To make the attention rows sum exactly to 1
To keep the variance of the logits roughly constant as d_k grows ✓
To compensate for floating-point underflow in fp16
To match the original transformer's parameter count

Without scaling, logits grow with d_k and softmax saturates. Dividing by sqrt(d_k) preserves O(1) variance and healthy gradients.

q-15-02 — Properties of the causal mask (multi)¶

It is upper-triangular with -inf above the diagonal ✓
It is symmetric so each token sees every other token
It permits a token to attend to itself ✓
It permits a token to attend to future tokens

Future positions are set to -inf (softmax → 0); the diagonal is kept so each token attends to itself.

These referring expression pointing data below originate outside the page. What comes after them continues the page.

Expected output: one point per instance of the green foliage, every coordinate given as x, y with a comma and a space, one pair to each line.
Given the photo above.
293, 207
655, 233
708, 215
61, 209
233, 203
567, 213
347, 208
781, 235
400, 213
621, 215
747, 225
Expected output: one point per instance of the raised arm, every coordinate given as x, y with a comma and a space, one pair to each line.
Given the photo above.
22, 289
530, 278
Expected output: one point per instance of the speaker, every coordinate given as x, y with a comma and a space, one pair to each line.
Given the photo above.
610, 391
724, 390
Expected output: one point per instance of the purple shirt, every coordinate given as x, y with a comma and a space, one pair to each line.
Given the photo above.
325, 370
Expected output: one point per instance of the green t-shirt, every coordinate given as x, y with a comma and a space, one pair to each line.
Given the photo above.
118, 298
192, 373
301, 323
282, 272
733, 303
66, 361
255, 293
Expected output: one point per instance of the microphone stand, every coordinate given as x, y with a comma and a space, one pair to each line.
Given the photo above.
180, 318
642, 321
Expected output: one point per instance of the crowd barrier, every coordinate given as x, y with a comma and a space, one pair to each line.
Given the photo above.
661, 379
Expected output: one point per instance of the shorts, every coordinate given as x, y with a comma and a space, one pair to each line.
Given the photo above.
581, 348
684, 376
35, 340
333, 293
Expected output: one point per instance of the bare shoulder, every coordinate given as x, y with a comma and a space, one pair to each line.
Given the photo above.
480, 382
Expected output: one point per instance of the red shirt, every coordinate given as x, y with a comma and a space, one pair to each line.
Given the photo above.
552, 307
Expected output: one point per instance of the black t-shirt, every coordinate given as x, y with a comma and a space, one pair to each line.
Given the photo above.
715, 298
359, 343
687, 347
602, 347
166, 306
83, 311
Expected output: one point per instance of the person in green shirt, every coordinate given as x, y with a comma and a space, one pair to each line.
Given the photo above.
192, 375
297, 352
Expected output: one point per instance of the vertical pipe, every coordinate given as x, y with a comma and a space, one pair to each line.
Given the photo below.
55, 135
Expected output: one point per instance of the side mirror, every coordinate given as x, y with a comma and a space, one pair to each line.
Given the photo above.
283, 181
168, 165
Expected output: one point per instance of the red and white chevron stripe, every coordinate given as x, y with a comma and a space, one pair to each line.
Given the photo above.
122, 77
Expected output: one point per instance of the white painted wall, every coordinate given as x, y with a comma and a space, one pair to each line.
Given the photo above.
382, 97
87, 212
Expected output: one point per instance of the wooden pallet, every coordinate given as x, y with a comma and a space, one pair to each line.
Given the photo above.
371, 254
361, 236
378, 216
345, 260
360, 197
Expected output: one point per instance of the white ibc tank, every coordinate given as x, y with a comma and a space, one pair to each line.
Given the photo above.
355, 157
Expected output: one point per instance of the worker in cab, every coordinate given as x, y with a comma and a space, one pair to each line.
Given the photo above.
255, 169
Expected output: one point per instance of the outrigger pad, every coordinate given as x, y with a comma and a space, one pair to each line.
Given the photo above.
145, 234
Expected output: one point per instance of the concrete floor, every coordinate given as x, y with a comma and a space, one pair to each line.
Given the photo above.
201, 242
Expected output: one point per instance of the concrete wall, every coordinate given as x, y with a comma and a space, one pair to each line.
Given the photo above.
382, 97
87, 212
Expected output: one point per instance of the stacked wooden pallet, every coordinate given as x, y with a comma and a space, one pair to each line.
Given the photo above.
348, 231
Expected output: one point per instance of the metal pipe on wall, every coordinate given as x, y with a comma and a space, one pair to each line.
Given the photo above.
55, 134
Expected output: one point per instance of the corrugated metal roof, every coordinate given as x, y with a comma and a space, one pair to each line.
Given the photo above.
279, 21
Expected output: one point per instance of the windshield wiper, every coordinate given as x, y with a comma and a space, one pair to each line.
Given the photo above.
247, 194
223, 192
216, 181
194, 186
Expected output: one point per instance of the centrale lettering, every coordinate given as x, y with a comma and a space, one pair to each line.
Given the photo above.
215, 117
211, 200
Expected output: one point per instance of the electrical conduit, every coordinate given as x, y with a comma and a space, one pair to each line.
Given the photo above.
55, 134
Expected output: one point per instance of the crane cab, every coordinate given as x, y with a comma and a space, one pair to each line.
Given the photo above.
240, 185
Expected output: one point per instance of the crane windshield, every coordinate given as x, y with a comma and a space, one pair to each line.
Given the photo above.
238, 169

q-15-03 — Time complexity of self-attention (free)¶

Expected to contain: n^2.

Computing the N×N attention matrix is O(N²·d). Flash attention and linear variants try to reduce this.

q-15-04 — Derive: softmax variance under unscaled QK^T (single)¶

With Q, K ∼ N(0, 1) i.i.d. and d_k = 64, what is the std of an entry of Q @ K^T?

1
sqrt(64) = 8 ✓
64
log(64) ≈ 4.16

Each entry is a sum of d_k products of N(0,1) variables. Var = d_k = 64; std = 8. Logits with std 8 saturate softmax. Dividing by sqrt(d_k) restores std ≈ 1.

q-15-05 — Find the bug: attention without sqrt(d_k) at d_k = 64 (free)¶

Expected to contain: satur.

Softmax saturates (one entry near 1, rest near 0). Gradients through attention vanish. At small d_k the bug is invisible. See break/00-break-no-sqrt-dk-scaling.md.